Ook vrouw Wolthuis lag vaak wakker, die nachten wanneer er veel V-1's overkwamen. Ze telde hoeveel het er waren. De volgende morgen zei ze: ‘Ik heb er tweeënnegentig gehoord. Het is toch verschrikkelijk! Vijf heb ik er naar beneden horen storten! Ver hier vandaan, gelukkig.’

Buurvrouw telde ze ook. Maar telkens raakte ze in de war en dan raadde ze er maar naar. De volgende morgen kibbelde ze daar dan met vrouw Wolthuis over.

‘Tachtig,’ zei ze, ‘ik weet het zeker. Mens, ik heb toch geen minuut kunnen slapen.’

‘Tweeënnegentig,’ zei vrouw Wolthuis verontwaardigd. ‘Je moet wel geslapen hebben, Buurvrouw, je hebt ze lang niet allemaal gehoord.’

‘Ik geslapen! Hoe kom je erbij? Een mens op mijn leeftijd slaapt zo licht!’

‘Stomme wijven,’ bromde Wolthuis, ‘hou toch op met dat gezeur. Wat kan het je schelen hoeveel van die rotdingen er zijn geweest? De nacht is er om te slapen. Wees blij, als je 's morgens wakker wordt, dat je nog leeft.’

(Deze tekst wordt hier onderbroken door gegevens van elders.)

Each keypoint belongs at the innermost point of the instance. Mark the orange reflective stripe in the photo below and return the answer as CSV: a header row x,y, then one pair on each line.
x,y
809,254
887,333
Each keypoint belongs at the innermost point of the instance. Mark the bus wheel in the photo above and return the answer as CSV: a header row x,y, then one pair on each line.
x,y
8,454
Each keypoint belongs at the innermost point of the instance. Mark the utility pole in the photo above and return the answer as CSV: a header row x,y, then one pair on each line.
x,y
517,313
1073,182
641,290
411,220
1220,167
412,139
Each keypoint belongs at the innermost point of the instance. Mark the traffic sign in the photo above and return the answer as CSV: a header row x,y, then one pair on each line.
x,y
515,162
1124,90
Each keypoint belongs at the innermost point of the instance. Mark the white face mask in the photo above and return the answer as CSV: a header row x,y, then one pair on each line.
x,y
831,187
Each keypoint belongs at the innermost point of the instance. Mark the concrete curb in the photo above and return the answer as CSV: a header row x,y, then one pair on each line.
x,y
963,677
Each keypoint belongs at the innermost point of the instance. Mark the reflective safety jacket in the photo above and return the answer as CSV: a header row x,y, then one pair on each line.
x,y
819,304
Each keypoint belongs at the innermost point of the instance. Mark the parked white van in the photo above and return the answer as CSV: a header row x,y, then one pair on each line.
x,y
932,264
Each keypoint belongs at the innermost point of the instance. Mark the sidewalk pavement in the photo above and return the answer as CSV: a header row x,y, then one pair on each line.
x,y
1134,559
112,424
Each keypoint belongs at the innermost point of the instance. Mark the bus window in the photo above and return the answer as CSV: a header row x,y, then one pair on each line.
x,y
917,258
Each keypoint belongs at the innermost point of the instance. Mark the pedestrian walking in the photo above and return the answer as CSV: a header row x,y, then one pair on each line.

Er was nog iemand op Klaphek die 's nachts wakker lag en naar de V-1's luisterde. Dat was Theo. Hij voelde hoe de ziekte zijn lichaam zwakker en zwakker maakte. Dagen achter elkaar moest hij in bed blijven, te moe en uitgeput door het hoesten om op te staan. Telkens dommelde hij even in. Als de zon in zijn kamertje naar binnen scheen, voelde hij zich het best. Dan sloot hij zijn ogen en zag een roze licht, dat hem blij en slaperig maakte.

[pagina 113]
[p. 113]

Maar die nachten waren verschrikkelijk. In het donker kwamen spookachtige gedachten op hem af. Hij lag daar in dat grote bed te denken aan alles wat hij had meegemaakt. Hij dacht aan zijn vrienden, aan mensen die hij bij het werk voor de Ondergrondse had leren kennen. Sommigen waren dood. Van een paar wist hij dat ze gevangen zaten. Hoe zou het met ze zijn? Kon hij maar bij hen zijn, alles leek hem beter dan hier, zo heel alleen, in die kamer te liggen.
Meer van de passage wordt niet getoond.